2.8. Real-time fluorescent quantitative polymerase chain reaction (qPCR)
To confirm the results obtained by RNA sequencing, the expression of the most relevant DEGs was quantified by qPCR. We assessed the differential expression of ARNTL, PER3, and CLOCK in the liver tissues from the different experimental groups. Gene expression levels were calculated using the 2-ΔΔCt method.
2.9. Western blot analysis of the protein expression of the DEGs
One hundred milligrams of liver tissue were ground, lysed on ice using lysis solution, centrifuged, and the protein concentration was determined by BCA. An aliquot of 40 μg/well of each sample was analysed by 12% SDS-PAGE. After electrophoresis, the separated proteins were transferred onto membranes, which were then blocked with a 5% skimmed milk powder solution for 1 h. After being washed three times, the membranes were incubated with primary antibodies (rabbit anti-ARNTL, PER3, CLOCK and β-actin, all used at a 1∶1000 dilution) overnight at 4 ℃ on a shaker. The day after, the membranes were washed three times, incubated for 1 h with secondary antibodies and washed three times again. A developing solution was added onto the membranes and the signal was detected by chemiluminescent gel imaging. Image Lab was used to calculate the ratio of the grayscale values of the target band normalized against the internal reference band to obtain the relative protein expression. Each quan-tification was repeated three times.

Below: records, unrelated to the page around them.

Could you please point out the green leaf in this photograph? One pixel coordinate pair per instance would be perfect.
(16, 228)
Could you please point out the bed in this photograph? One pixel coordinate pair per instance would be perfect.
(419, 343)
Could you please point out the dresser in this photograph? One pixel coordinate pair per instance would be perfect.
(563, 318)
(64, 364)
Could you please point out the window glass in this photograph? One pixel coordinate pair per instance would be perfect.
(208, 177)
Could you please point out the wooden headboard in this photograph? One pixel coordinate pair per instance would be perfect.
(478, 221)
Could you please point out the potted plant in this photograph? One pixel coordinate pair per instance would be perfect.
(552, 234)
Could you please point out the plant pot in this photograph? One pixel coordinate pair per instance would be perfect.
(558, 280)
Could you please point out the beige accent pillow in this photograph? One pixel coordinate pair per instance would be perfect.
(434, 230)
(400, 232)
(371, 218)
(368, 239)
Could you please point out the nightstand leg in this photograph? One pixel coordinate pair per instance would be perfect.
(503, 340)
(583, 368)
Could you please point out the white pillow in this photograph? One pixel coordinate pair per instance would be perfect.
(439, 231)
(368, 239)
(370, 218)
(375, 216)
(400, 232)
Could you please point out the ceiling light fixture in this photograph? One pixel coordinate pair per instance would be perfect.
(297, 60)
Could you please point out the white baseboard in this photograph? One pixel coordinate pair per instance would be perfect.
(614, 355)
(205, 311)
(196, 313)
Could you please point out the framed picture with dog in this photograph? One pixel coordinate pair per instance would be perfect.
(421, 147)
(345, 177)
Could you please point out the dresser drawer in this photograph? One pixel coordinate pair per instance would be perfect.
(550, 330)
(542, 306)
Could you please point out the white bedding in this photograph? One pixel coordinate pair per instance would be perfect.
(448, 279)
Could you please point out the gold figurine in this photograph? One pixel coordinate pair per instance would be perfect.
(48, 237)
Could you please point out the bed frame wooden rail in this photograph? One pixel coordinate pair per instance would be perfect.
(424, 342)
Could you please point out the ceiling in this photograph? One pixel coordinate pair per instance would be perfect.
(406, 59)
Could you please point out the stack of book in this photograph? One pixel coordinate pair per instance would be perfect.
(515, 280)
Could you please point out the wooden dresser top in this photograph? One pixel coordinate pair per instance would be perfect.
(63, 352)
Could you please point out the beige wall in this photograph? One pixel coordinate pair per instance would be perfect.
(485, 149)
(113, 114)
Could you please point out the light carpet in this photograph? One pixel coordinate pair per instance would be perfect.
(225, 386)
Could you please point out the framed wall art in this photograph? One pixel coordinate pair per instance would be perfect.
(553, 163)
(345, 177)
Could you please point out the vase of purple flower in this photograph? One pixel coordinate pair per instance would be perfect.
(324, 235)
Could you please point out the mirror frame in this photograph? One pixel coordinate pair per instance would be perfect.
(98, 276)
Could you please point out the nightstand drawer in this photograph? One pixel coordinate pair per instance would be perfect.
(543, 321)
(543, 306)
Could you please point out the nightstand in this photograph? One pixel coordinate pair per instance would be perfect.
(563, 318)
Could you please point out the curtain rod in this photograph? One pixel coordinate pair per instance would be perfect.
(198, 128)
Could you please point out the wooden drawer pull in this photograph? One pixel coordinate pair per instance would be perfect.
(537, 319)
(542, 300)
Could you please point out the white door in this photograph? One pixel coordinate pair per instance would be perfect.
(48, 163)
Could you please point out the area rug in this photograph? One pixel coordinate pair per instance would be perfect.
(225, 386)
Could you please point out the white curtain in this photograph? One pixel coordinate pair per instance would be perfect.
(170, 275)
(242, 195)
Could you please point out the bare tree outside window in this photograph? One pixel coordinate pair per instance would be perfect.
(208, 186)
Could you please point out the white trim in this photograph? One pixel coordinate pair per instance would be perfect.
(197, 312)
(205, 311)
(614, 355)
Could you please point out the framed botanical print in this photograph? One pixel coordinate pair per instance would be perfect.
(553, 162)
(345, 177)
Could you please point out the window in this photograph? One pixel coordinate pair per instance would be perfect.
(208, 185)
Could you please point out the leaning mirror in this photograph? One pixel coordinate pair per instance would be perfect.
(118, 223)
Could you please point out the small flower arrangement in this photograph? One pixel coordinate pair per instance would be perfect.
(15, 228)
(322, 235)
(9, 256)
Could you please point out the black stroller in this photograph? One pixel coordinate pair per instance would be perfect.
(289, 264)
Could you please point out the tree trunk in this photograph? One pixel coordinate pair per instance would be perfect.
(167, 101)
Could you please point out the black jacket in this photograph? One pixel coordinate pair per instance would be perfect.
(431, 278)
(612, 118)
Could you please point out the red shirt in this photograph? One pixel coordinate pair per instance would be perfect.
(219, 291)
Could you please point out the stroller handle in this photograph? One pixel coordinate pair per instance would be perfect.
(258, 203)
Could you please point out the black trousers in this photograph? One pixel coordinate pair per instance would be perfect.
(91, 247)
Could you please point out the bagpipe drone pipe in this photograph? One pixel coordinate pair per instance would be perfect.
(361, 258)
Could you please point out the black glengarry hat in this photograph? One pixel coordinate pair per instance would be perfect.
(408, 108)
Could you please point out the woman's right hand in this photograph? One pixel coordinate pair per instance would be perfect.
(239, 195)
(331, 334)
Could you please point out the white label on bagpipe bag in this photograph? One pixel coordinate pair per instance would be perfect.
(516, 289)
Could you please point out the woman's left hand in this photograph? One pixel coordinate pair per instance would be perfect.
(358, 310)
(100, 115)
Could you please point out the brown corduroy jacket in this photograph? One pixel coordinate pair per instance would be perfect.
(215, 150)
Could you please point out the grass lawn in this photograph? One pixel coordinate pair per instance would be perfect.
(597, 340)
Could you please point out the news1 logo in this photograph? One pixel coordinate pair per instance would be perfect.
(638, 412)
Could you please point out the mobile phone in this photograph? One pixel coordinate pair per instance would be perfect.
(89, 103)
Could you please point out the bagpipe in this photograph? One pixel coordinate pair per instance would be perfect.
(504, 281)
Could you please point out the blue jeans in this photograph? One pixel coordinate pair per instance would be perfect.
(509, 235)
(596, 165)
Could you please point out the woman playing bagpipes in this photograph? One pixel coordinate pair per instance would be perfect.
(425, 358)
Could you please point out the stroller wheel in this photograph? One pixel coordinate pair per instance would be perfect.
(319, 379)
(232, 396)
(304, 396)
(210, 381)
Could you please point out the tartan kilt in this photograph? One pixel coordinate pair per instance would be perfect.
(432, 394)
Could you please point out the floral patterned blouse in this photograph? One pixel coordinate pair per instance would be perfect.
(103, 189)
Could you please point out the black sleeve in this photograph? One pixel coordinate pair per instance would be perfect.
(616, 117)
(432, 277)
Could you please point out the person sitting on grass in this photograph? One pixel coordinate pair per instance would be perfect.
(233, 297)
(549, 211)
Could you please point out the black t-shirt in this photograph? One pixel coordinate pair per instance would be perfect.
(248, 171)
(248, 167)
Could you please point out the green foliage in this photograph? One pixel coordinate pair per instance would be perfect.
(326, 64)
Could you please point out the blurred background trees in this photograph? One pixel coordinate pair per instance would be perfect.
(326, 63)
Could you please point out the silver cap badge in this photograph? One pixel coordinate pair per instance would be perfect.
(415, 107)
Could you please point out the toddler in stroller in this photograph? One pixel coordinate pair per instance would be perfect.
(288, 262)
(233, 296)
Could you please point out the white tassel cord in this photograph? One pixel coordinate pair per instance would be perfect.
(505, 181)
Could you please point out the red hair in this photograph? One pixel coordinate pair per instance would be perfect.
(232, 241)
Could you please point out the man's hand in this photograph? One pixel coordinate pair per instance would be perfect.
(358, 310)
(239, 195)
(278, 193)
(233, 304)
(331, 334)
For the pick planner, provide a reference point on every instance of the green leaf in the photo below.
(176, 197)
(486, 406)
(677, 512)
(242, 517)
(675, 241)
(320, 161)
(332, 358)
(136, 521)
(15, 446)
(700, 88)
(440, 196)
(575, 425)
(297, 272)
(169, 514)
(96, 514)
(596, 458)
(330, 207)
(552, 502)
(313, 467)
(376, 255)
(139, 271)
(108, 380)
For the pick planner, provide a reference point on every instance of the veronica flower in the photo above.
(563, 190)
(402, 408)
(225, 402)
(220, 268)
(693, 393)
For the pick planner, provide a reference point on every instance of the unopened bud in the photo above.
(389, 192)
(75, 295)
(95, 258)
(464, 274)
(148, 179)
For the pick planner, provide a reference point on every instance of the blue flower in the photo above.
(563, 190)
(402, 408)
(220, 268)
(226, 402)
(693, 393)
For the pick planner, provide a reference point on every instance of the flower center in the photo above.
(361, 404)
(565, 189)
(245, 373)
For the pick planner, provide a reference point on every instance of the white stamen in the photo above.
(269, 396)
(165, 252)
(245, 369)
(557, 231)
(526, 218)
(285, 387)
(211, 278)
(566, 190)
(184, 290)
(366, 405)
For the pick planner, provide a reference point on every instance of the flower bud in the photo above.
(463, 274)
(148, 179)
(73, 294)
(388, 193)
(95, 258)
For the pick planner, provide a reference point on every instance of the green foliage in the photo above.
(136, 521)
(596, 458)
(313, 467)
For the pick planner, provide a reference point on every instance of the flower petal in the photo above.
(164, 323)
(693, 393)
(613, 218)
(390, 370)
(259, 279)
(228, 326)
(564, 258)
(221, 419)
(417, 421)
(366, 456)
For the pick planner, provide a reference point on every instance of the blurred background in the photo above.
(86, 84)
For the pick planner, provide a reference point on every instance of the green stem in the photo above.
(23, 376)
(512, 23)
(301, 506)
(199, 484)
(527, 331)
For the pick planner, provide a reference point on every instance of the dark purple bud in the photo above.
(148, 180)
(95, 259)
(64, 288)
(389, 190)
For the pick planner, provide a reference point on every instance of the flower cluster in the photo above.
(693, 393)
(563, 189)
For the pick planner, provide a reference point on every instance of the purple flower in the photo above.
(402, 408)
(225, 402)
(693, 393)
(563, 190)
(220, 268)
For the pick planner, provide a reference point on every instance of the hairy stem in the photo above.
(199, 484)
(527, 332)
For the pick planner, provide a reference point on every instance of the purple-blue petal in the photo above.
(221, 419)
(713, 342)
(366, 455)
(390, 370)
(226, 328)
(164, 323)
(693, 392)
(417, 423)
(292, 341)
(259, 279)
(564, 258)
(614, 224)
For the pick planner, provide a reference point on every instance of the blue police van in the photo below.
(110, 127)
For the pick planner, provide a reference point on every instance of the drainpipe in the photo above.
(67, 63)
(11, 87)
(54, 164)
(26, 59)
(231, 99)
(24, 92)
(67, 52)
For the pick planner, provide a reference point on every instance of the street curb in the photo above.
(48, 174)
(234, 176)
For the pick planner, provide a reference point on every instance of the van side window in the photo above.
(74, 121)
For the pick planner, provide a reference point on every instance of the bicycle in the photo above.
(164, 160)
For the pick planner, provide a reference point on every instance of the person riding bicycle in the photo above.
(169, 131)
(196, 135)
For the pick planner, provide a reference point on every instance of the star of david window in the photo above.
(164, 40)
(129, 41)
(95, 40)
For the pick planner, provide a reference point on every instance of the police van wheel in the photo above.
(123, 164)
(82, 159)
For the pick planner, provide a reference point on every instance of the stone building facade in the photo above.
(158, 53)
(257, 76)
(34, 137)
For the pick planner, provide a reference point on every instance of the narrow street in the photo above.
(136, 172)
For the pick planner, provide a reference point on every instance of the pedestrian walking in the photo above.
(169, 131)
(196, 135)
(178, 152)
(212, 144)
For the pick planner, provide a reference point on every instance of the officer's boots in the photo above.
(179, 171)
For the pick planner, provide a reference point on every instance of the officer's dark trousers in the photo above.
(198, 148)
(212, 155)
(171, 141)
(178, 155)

2.10. Statistical analysis
The results of the experimental data are expressed as mean ± standard error of mean. The differences between the two groups were analysed by t-test; the differences between multiple groups were compared by one-way analysis of variance (GraphPad Prism software version 8.0). P < 0.05 was considered statistically significant.
3. RESULTS
3.1. Kushen decoction reduces lipids in high-fat diet-induced hyperlipidemia rats
We found that rats fed a high-fat diet for four weeks had significantly increased body weight, body length, and Lee’s index (Figure 1A-1C) (P < 0.01). Compared with the model group, after administration of Kushen decoction for four weeks (with a total high-fat diet regimen, or “modelling” of nine weeks), or five weeks (10-week modelling) at a low dose (LDKS group), body weight, body length, Lee’s index tended to decrease (P > 0.05). The comparison between these same two groups at five (10-week modelling) and six weeks (11 week-modelling) indicated that the Kushen decoction had decreased the level of serum TG in the treated group (Figure 1F) (P < 0.01).
Figure 1. Effect of high-fat diet and treatment with low- or high-dose Kushen.

(A-F) Different parameters were compared between the control group, the untreated model group (high-fat diet), the model group treated with low-dose Kushen decoction (LDKS), and the model group treated with high-dose decoction (HDKS). (A) body weight; (B) body length; (C) Lee’s index; (D) serum high-density lipoprotein cholesterol (HDL-C); (E) serum low-density lipoprotein cholesterol (LDL-C); and (F) serum triglycerides (TG). Compared with the control group, a high-fat diet significantly increased body weight, body length, Lee’s index, and serum TG (aP < 0.01). Compared with the model group, low-dose Kushen decoction (LDKS group) tended to decrease body weight, body length, and Lee’s index, but the differences were not significant (P > 0.05), while the levels of serum HDL-C (cP < 0.05) and serum LDL-C (bP < 0.01) increased significantly, and the level of serum TG decreases significantly (bP < 0.01). Compared with the model group, high-dose Kushen decoction (HDKS group) decreased significantly body weight, Lee’s index, and serum TG (bP < 0.01), while serum HDL-C and serum LDL-C increased significantly (bP < 0.01).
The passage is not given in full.